Artist brings Western, Eastern elements together in artwork
Sophia Hurst, a painter and art teacher from London, held a solo exhibition titled Mother/ Creator in Shenyang, capital of Liaoning province, in mid-April.
The exhibition at J Art Gallery in Sofitel Shenyang Lido Hotel centered on the theme of motherhood and what it means to be a creator. It is one of more than 20 exhibitions the British artist has staged.
A week later, Hurst gave a 45-minute bilingual lecture on the purpose of art at the same venue, with noted artists from the local cultural community joining the audience and discussion.
Hurst, born in 1972, has lived in China for more than a decade.
After she left the United Kingdom in 1995, she taught English at Beijing Language and Culture University, later moving to Shengyang, her second home.

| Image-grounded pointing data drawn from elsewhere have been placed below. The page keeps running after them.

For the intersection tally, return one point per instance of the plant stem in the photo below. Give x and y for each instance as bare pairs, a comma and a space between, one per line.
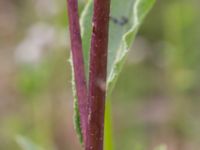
97, 75
78, 64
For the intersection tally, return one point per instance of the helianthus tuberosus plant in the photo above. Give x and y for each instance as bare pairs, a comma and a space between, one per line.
100, 40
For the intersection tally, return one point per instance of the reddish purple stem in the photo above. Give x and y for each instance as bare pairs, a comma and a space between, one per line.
78, 64
97, 75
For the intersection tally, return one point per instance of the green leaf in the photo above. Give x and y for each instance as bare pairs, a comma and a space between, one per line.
120, 36
27, 144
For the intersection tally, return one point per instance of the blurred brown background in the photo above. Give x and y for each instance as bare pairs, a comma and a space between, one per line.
156, 99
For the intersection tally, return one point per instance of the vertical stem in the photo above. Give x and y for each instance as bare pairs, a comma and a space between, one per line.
108, 139
78, 63
97, 75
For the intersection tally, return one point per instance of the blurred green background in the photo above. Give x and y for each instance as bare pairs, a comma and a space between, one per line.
156, 99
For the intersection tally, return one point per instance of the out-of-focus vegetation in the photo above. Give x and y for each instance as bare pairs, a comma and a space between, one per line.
156, 99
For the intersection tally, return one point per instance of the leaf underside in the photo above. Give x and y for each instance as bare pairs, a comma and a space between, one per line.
121, 36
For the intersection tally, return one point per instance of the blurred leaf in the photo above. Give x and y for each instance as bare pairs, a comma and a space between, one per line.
27, 144
126, 17
161, 147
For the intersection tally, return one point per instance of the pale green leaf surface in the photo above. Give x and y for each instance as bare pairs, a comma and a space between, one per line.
27, 144
120, 36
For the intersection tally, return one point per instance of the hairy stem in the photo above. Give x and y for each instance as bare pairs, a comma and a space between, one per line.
78, 64
97, 75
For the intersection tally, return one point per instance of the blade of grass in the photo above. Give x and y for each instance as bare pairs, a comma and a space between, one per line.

In the Northeast China city, Hurst started her painting career and also married a local who supports her job. Now the couple have two daughters.
As a British artist creating in the context of Chinese culture, she combines techniques and thoughts from the West and the East in her artwork.

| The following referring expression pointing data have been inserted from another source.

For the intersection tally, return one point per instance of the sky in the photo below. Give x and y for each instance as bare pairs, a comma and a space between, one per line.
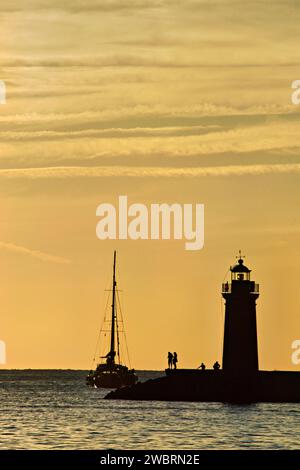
163, 101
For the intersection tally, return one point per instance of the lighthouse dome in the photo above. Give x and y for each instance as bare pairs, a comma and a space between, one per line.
240, 267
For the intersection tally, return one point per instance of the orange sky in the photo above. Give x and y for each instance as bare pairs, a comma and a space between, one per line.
106, 99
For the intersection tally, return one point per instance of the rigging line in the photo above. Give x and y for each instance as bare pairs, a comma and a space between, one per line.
98, 343
118, 341
126, 344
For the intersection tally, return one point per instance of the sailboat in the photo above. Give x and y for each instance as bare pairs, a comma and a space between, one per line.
111, 373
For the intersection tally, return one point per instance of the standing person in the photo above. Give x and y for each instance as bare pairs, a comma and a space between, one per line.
170, 360
175, 360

Her painting searches for the meaning of life and a reflection of the world, as well as the essence of humans, critics said.
Hurst said she believes that art does not come from artists — as an outgrowth of the creation process, “art comes from an external source”.
She explores a lot of issues in her works, including how to maintain harmony and unity while preserving diverse personalities; how to live spiritually in a material world; how to make art uplifting, healing and true; what the purpose of pain is; and how people can understand themselves better through art.
Working with these questions makes Hurst’s works uplifting, challenging and thought-provoking, critics said.
She usually starts to work with a piece of writing or a provoking thought from daily life, and she will sketch that down and try to express it using watercolors, propylene or sculpture, Hurst told Chinese media.
She said she was proud that she sold an artwork to a woman who had suffered a grave accident, because the buyer felt the painting expressed the way she had been suffering at that particular time.
The aquarelle named shows the outline of a human torso, with a big hole punched out right at the center. A smaller figure, its head slightly tilted toward the ground, stands entirely independent, were it not for some thin strings holding it back, the delicate threads turning into restraining chains.
“This is the reason I paint: to connect with others,” Hurst said.
Sophia Hurst, an artists from Britain, believes “art comes from an external source”.